E&E : Le pape appelle à agir d’urgence, en commençant par les entreprises extractivistes et les nations les plus développées qui ont une dette à l’égard des pays les plus pauvres. Le « point de rupture » est là.
Au cours de ce Temps de la Création, prions pour que les sommets COP27 et COP15 puissent unir la famille humaine (17) afin d’affronter résolument la double crise du climat et de la diminution de la biodiversité. En rappelant l’exhortation de saint Paul à se réjouir avec ceux qui se réjouissent et à pleurer avec ceux qui pleurent (cf. Rm 12, 15), pleurons avec le cri amer de la création, écoutons-la et répondons par nos actes, afin que nous et les générations futures, nous puissions encore nous réjouir au doux chant de vie et d’espérance des créatures.
E&E : La lutte à partir des cris amers ne doit pas atteindre la joie des chants de communion. Surtout s’ils sont partagés par les différentes générations qui se passent le relais.
EN CONCLUSION : un beau texte qui peut être une belle porte d’entrée pour ceux qui n’ont toujours pas lu l’encyclique Laudato si (si, si il y en a !!). La dualité entre la douceur et l’amertume, le chant et le cri forment des rappels simples à saisir, qui ont des racines profondes dans l’annonce évangélique.
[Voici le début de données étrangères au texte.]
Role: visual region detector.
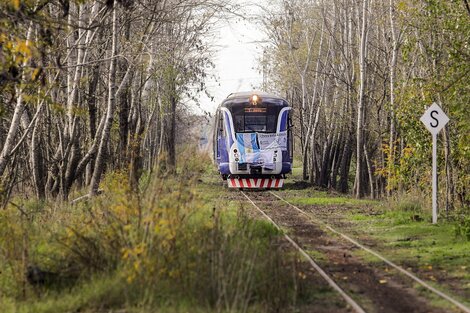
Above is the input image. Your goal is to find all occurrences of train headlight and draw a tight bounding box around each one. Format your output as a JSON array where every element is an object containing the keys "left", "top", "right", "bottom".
[{"left": 250, "top": 94, "right": 261, "bottom": 105}]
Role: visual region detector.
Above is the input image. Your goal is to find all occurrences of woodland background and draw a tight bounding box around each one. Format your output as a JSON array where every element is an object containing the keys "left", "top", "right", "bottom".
[{"left": 0, "top": 0, "right": 470, "bottom": 205}]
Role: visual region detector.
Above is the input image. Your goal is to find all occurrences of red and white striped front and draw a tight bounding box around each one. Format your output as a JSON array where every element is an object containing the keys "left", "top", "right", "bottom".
[{"left": 227, "top": 178, "right": 284, "bottom": 188}]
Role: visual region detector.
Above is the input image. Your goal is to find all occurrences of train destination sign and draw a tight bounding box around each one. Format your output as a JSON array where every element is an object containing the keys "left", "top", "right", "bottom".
[{"left": 420, "top": 102, "right": 449, "bottom": 224}]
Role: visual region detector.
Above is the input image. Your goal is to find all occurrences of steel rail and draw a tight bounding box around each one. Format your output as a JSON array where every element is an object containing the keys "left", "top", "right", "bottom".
[
  {"left": 269, "top": 191, "right": 470, "bottom": 313},
  {"left": 240, "top": 191, "right": 365, "bottom": 313}
]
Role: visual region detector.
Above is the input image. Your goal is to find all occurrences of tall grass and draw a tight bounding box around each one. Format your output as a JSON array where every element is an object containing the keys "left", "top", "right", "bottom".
[{"left": 0, "top": 152, "right": 295, "bottom": 312}]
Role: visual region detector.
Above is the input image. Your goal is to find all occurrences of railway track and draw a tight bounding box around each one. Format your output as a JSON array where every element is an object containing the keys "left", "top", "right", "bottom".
[{"left": 241, "top": 191, "right": 470, "bottom": 313}]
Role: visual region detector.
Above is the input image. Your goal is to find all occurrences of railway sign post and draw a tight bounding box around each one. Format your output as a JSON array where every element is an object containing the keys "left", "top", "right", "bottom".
[{"left": 420, "top": 102, "right": 449, "bottom": 224}]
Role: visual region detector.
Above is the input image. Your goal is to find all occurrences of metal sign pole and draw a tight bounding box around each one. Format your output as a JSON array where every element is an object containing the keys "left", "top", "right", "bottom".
[
  {"left": 432, "top": 134, "right": 437, "bottom": 224},
  {"left": 420, "top": 103, "right": 449, "bottom": 224}
]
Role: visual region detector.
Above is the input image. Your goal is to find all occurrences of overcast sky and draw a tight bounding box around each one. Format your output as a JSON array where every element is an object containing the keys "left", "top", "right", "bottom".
[{"left": 194, "top": 0, "right": 267, "bottom": 113}]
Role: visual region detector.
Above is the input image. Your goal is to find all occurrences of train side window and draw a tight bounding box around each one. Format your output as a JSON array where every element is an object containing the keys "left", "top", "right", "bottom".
[{"left": 217, "top": 111, "right": 224, "bottom": 137}]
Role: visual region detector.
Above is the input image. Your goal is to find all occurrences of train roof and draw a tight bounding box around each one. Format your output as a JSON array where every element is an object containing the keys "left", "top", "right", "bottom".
[{"left": 220, "top": 91, "right": 289, "bottom": 108}]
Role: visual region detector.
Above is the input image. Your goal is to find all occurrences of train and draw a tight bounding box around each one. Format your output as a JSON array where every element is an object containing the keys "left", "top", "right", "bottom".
[{"left": 213, "top": 91, "right": 293, "bottom": 189}]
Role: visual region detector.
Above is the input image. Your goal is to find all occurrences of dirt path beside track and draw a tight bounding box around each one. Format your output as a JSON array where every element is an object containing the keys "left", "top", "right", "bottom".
[{"left": 240, "top": 191, "right": 452, "bottom": 313}]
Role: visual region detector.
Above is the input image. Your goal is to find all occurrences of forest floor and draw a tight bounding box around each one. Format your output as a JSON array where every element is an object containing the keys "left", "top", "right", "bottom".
[
  {"left": 0, "top": 163, "right": 470, "bottom": 313},
  {"left": 210, "top": 173, "right": 470, "bottom": 312}
]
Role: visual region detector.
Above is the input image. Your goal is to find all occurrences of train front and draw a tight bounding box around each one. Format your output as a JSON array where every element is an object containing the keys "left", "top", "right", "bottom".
[{"left": 214, "top": 93, "right": 292, "bottom": 188}]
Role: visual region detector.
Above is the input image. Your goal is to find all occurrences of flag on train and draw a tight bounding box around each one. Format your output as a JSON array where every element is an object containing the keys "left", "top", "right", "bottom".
[{"left": 237, "top": 133, "right": 259, "bottom": 163}]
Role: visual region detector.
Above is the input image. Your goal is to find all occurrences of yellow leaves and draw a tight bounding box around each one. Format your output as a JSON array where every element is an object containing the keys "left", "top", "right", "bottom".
[
  {"left": 397, "top": 1, "right": 408, "bottom": 11},
  {"left": 10, "top": 0, "right": 21, "bottom": 11}
]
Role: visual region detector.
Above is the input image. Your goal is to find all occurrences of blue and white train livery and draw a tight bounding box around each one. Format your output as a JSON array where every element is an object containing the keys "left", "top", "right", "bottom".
[{"left": 214, "top": 92, "right": 293, "bottom": 188}]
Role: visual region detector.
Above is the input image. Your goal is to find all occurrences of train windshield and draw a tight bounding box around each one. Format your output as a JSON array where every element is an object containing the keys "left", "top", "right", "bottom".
[{"left": 232, "top": 106, "right": 280, "bottom": 133}]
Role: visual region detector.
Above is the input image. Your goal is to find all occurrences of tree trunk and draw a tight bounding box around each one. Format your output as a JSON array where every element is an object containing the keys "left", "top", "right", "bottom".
[
  {"left": 90, "top": 2, "right": 117, "bottom": 196},
  {"left": 355, "top": 0, "right": 369, "bottom": 198}
]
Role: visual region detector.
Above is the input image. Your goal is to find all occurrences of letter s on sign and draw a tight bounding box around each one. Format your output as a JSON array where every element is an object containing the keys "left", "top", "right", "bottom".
[{"left": 429, "top": 110, "right": 439, "bottom": 127}]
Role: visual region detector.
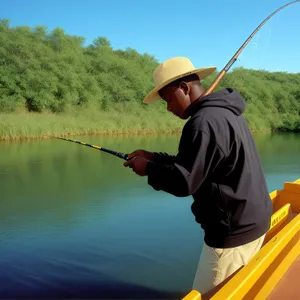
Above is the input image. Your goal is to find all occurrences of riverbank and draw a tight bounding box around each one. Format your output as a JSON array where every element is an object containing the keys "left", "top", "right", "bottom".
[
  {"left": 0, "top": 105, "right": 295, "bottom": 141},
  {"left": 0, "top": 105, "right": 184, "bottom": 141}
]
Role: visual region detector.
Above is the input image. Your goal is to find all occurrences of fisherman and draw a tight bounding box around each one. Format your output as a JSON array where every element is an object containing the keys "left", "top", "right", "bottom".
[{"left": 124, "top": 57, "right": 272, "bottom": 295}]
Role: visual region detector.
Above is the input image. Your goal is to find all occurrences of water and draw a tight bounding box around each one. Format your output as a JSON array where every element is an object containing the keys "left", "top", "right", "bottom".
[{"left": 0, "top": 134, "right": 300, "bottom": 299}]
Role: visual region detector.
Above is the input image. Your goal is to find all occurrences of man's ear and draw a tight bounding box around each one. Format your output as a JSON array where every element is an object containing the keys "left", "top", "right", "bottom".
[{"left": 179, "top": 81, "right": 191, "bottom": 95}]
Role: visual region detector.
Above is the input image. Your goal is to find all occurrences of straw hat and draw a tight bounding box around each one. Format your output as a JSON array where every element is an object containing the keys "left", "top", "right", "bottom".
[{"left": 144, "top": 57, "right": 216, "bottom": 103}]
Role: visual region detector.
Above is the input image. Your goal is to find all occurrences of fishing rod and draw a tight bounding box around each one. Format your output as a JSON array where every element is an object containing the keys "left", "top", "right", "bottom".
[
  {"left": 185, "top": 0, "right": 300, "bottom": 116},
  {"left": 58, "top": 137, "right": 129, "bottom": 160},
  {"left": 201, "top": 0, "right": 300, "bottom": 98}
]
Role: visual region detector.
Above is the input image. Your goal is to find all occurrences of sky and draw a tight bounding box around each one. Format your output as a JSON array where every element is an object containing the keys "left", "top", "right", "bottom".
[{"left": 0, "top": 0, "right": 300, "bottom": 73}]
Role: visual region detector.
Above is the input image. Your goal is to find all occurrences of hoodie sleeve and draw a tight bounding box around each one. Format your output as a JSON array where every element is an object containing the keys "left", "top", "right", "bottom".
[
  {"left": 153, "top": 152, "right": 176, "bottom": 164},
  {"left": 147, "top": 130, "right": 224, "bottom": 197}
]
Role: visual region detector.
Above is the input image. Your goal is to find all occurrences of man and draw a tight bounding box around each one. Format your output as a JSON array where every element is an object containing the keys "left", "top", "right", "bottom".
[{"left": 124, "top": 57, "right": 272, "bottom": 294}]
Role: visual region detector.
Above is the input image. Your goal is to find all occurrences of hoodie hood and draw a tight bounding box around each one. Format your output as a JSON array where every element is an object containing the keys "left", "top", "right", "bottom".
[{"left": 189, "top": 88, "right": 246, "bottom": 116}]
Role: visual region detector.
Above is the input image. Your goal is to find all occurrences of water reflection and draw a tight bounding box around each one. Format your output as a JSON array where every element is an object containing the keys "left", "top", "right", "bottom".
[{"left": 0, "top": 134, "right": 300, "bottom": 299}]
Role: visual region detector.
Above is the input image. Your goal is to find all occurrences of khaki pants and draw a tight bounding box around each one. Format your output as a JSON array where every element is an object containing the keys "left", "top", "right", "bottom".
[{"left": 193, "top": 234, "right": 265, "bottom": 295}]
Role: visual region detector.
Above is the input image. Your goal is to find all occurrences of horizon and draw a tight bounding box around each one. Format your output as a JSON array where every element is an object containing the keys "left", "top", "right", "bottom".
[{"left": 0, "top": 0, "right": 300, "bottom": 73}]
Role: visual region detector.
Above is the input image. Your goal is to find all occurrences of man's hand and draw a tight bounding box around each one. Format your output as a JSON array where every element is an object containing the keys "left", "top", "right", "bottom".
[
  {"left": 124, "top": 156, "right": 149, "bottom": 176},
  {"left": 128, "top": 149, "right": 153, "bottom": 161}
]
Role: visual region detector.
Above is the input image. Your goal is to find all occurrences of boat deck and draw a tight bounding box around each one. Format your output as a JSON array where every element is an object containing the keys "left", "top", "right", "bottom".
[{"left": 267, "top": 256, "right": 300, "bottom": 300}]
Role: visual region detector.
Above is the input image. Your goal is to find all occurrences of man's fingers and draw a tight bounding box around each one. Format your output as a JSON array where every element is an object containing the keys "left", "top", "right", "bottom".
[
  {"left": 123, "top": 161, "right": 130, "bottom": 167},
  {"left": 128, "top": 150, "right": 138, "bottom": 158}
]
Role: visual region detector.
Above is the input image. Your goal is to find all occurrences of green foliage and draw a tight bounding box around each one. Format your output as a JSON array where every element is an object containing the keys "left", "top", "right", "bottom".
[{"left": 0, "top": 19, "right": 300, "bottom": 139}]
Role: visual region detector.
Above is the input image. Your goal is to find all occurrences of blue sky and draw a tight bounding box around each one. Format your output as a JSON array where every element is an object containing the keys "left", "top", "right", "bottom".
[{"left": 0, "top": 0, "right": 300, "bottom": 72}]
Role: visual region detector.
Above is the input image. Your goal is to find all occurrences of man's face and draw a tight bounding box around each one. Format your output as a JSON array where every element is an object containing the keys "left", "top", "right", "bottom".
[{"left": 159, "top": 86, "right": 191, "bottom": 119}]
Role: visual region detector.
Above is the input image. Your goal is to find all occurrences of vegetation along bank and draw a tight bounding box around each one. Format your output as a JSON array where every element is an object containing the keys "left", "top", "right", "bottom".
[{"left": 0, "top": 19, "right": 300, "bottom": 140}]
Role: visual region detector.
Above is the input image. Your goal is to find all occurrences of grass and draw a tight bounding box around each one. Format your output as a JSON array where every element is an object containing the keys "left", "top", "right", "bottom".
[
  {"left": 0, "top": 105, "right": 183, "bottom": 140},
  {"left": 0, "top": 99, "right": 299, "bottom": 141}
]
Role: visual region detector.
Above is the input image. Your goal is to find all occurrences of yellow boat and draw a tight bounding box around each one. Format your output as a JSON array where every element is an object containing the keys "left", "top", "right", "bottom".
[{"left": 182, "top": 179, "right": 300, "bottom": 300}]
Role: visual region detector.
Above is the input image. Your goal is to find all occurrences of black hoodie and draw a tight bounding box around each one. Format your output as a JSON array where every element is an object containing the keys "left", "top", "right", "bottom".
[{"left": 147, "top": 88, "right": 272, "bottom": 248}]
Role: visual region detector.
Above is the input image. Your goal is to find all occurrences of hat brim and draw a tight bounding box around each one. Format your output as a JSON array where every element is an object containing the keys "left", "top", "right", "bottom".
[{"left": 143, "top": 67, "right": 217, "bottom": 103}]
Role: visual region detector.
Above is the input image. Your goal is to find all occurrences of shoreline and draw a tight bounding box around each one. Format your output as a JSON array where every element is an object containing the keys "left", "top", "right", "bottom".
[{"left": 0, "top": 129, "right": 297, "bottom": 143}]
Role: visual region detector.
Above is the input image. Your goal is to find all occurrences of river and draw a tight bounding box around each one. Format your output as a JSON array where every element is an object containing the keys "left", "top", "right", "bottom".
[{"left": 0, "top": 133, "right": 300, "bottom": 299}]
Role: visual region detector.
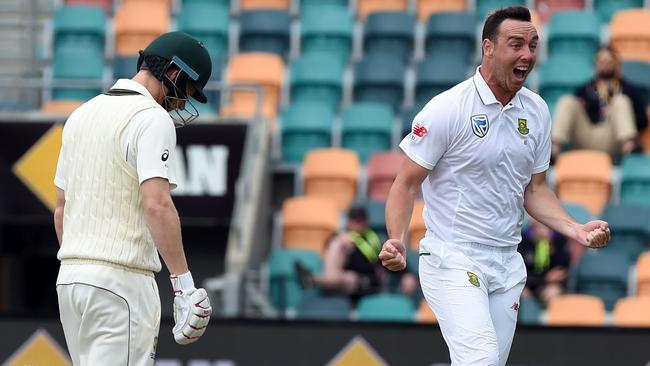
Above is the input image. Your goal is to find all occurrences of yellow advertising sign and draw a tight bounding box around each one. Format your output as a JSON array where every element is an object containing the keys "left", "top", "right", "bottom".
[
  {"left": 3, "top": 329, "right": 72, "bottom": 366},
  {"left": 327, "top": 336, "right": 388, "bottom": 366},
  {"left": 13, "top": 124, "right": 63, "bottom": 212}
]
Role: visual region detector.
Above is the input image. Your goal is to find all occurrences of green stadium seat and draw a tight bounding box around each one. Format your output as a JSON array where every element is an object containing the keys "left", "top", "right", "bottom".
[
  {"left": 415, "top": 54, "right": 468, "bottom": 105},
  {"left": 193, "top": 55, "right": 225, "bottom": 116},
  {"left": 239, "top": 9, "right": 290, "bottom": 60},
  {"left": 621, "top": 60, "right": 650, "bottom": 104},
  {"left": 363, "top": 11, "right": 415, "bottom": 63},
  {"left": 341, "top": 102, "right": 395, "bottom": 163},
  {"left": 64, "top": 0, "right": 113, "bottom": 14},
  {"left": 268, "top": 249, "right": 323, "bottom": 311},
  {"left": 301, "top": 6, "right": 354, "bottom": 64},
  {"left": 357, "top": 294, "right": 415, "bottom": 322},
  {"left": 300, "top": 0, "right": 349, "bottom": 12},
  {"left": 113, "top": 56, "right": 138, "bottom": 80},
  {"left": 476, "top": 0, "right": 526, "bottom": 21},
  {"left": 280, "top": 102, "right": 334, "bottom": 163},
  {"left": 353, "top": 55, "right": 405, "bottom": 111},
  {"left": 364, "top": 199, "right": 388, "bottom": 242},
  {"left": 183, "top": 0, "right": 231, "bottom": 5},
  {"left": 296, "top": 291, "right": 352, "bottom": 320},
  {"left": 424, "top": 12, "right": 478, "bottom": 66},
  {"left": 517, "top": 297, "right": 542, "bottom": 325},
  {"left": 539, "top": 54, "right": 594, "bottom": 114},
  {"left": 621, "top": 154, "right": 650, "bottom": 207},
  {"left": 178, "top": 0, "right": 230, "bottom": 57},
  {"left": 602, "top": 205, "right": 650, "bottom": 262},
  {"left": 593, "top": 0, "right": 643, "bottom": 23},
  {"left": 290, "top": 51, "right": 344, "bottom": 110},
  {"left": 52, "top": 5, "right": 106, "bottom": 100},
  {"left": 570, "top": 250, "right": 631, "bottom": 311},
  {"left": 546, "top": 10, "right": 600, "bottom": 62}
]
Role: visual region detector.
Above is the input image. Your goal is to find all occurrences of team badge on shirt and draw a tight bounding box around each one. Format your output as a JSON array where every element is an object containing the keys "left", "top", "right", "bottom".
[
  {"left": 517, "top": 118, "right": 529, "bottom": 135},
  {"left": 470, "top": 114, "right": 490, "bottom": 138},
  {"left": 467, "top": 272, "right": 481, "bottom": 287}
]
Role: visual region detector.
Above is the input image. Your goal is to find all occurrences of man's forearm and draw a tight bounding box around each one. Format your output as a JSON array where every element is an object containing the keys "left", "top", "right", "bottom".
[
  {"left": 146, "top": 202, "right": 188, "bottom": 274},
  {"left": 386, "top": 181, "right": 417, "bottom": 242},
  {"left": 525, "top": 184, "right": 577, "bottom": 238}
]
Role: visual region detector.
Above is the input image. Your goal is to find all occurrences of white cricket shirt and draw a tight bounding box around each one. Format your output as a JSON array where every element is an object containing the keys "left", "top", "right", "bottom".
[
  {"left": 54, "top": 79, "right": 177, "bottom": 190},
  {"left": 399, "top": 67, "right": 551, "bottom": 246}
]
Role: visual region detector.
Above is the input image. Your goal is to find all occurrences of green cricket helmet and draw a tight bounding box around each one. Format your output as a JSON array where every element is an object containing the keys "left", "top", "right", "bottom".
[{"left": 138, "top": 32, "right": 212, "bottom": 103}]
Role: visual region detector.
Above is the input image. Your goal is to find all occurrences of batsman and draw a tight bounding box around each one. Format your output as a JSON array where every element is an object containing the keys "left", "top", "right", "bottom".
[{"left": 54, "top": 32, "right": 212, "bottom": 366}]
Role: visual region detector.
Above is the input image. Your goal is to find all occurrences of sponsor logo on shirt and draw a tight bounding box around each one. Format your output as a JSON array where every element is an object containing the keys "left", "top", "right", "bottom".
[
  {"left": 413, "top": 122, "right": 429, "bottom": 137},
  {"left": 467, "top": 272, "right": 481, "bottom": 287},
  {"left": 517, "top": 118, "right": 529, "bottom": 135},
  {"left": 469, "top": 114, "right": 490, "bottom": 138}
]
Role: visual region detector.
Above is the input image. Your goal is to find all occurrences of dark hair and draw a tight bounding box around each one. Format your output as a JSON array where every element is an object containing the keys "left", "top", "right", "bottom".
[{"left": 481, "top": 6, "right": 530, "bottom": 42}]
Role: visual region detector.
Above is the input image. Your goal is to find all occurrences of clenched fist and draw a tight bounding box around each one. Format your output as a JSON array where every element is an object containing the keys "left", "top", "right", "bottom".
[
  {"left": 379, "top": 239, "right": 406, "bottom": 271},
  {"left": 578, "top": 220, "right": 612, "bottom": 248},
  {"left": 169, "top": 272, "right": 212, "bottom": 344}
]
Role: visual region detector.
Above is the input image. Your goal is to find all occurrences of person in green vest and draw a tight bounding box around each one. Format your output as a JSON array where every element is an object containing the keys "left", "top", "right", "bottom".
[{"left": 295, "top": 206, "right": 417, "bottom": 303}]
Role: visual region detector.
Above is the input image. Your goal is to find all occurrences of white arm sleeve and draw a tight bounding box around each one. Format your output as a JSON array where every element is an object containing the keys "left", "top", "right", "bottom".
[
  {"left": 399, "top": 99, "right": 451, "bottom": 170},
  {"left": 54, "top": 137, "right": 65, "bottom": 190},
  {"left": 533, "top": 103, "right": 551, "bottom": 174},
  {"left": 121, "top": 108, "right": 178, "bottom": 189}
]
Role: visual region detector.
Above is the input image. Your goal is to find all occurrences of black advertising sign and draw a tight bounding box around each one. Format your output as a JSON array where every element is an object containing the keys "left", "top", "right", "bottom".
[{"left": 172, "top": 123, "right": 247, "bottom": 226}]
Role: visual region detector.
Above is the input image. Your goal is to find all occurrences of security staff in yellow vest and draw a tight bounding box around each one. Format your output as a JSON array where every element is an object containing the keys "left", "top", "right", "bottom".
[{"left": 295, "top": 207, "right": 417, "bottom": 302}]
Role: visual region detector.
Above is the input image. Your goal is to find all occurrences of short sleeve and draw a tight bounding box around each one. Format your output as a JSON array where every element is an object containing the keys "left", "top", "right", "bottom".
[
  {"left": 399, "top": 98, "right": 453, "bottom": 170},
  {"left": 533, "top": 103, "right": 551, "bottom": 174},
  {"left": 133, "top": 108, "right": 178, "bottom": 189}
]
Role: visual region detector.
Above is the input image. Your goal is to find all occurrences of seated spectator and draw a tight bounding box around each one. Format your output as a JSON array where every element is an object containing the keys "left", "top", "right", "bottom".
[
  {"left": 518, "top": 218, "right": 571, "bottom": 304},
  {"left": 295, "top": 207, "right": 418, "bottom": 303},
  {"left": 552, "top": 47, "right": 648, "bottom": 161}
]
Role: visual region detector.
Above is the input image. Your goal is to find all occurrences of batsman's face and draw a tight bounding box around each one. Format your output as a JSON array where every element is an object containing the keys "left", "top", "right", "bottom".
[{"left": 490, "top": 19, "right": 539, "bottom": 93}]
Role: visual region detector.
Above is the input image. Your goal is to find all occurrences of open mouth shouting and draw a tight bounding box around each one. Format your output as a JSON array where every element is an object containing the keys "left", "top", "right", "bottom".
[{"left": 512, "top": 66, "right": 528, "bottom": 83}]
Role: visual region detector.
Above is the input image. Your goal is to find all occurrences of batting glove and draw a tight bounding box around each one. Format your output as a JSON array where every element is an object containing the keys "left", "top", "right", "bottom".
[{"left": 169, "top": 272, "right": 212, "bottom": 344}]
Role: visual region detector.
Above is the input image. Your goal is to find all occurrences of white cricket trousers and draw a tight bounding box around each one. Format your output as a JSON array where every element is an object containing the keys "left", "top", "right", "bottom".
[
  {"left": 419, "top": 238, "right": 526, "bottom": 366},
  {"left": 56, "top": 264, "right": 160, "bottom": 366}
]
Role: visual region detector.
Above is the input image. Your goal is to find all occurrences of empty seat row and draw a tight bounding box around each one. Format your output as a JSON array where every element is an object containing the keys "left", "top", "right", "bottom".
[{"left": 555, "top": 150, "right": 650, "bottom": 214}]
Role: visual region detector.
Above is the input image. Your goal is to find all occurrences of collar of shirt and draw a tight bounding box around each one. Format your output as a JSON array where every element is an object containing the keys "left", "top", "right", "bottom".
[
  {"left": 111, "top": 79, "right": 154, "bottom": 103},
  {"left": 473, "top": 66, "right": 524, "bottom": 109}
]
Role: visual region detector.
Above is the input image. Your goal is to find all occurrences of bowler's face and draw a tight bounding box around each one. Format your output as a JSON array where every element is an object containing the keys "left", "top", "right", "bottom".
[{"left": 494, "top": 19, "right": 539, "bottom": 93}]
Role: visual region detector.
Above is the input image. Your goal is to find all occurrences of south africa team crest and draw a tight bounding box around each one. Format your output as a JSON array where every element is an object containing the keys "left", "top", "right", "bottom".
[
  {"left": 517, "top": 118, "right": 529, "bottom": 135},
  {"left": 469, "top": 114, "right": 490, "bottom": 138},
  {"left": 467, "top": 272, "right": 481, "bottom": 287}
]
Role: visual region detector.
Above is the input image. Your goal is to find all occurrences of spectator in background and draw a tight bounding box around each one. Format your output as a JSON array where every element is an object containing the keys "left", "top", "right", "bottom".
[
  {"left": 552, "top": 47, "right": 648, "bottom": 159},
  {"left": 518, "top": 218, "right": 571, "bottom": 305},
  {"left": 295, "top": 207, "right": 418, "bottom": 303}
]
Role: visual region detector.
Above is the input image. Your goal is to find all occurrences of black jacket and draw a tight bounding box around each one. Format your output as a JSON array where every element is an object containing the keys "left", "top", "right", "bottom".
[{"left": 575, "top": 79, "right": 648, "bottom": 132}]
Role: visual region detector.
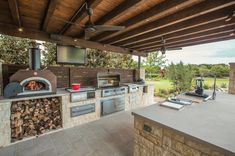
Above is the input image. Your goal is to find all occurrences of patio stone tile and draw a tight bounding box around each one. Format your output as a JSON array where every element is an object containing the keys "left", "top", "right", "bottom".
[
  {"left": 35, "top": 135, "right": 54, "bottom": 153},
  {"left": 0, "top": 144, "right": 17, "bottom": 156},
  {"left": 37, "top": 148, "right": 56, "bottom": 156}
]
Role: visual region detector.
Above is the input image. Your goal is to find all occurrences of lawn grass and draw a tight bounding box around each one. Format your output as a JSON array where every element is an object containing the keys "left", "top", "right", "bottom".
[{"left": 147, "top": 78, "right": 229, "bottom": 91}]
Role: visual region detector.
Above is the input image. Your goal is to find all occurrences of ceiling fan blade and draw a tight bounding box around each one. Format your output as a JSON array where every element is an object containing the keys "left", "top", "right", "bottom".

(*) Version française de la salle de presse du Saint-Siège. Titre de La DC. // (1) Cf. Pape Paul VI, discours, à l’occasion du 25e anniversaire de la FAO, 16 novembre 1970. / (2) Pape François, Lettre encyclique Laudato si’, 24 mai 2015, n. 216. / (3) ibid., n. 220. / (4) S. Pape Jean-Paul II, Audience générale, 10 juillet 2002. / (5) cf. Cantique de frère soleil / (6) Pape François, Lettre encyclique Laudato si’, 24 mai 2015, n. 68. / (7) Pape François, Exhortation apostolique post-synodale Querida Amazonia, 12 février 2020, n. 9. / (8) Pape François, Lettre encyclique Laudato si’, 24 mai 2015, n. 217. / (9) ibid., n. 219. / (10) ibid., n. 165. / (11) Pape François, Discours lors de la Rencontre “Foi et Science vers la COP 26”, 4 octobre 2021. / (12) Pape François, Message pour la 6e Journée Mondiale de Prière pour la Sauvegarde de la Création, 1er septembre 2020. / (13) Pape François, Message vidéo aux Mouvements populaires, 16 octobre 2021. / (14) Pape François, Lettre encyclique Laudato si’, 24 mai 2015, n. 51. / (15) cf. ibid., n. 52./ (16) cf. ibid., n. 61. / (17) cf. ibid., n. 13.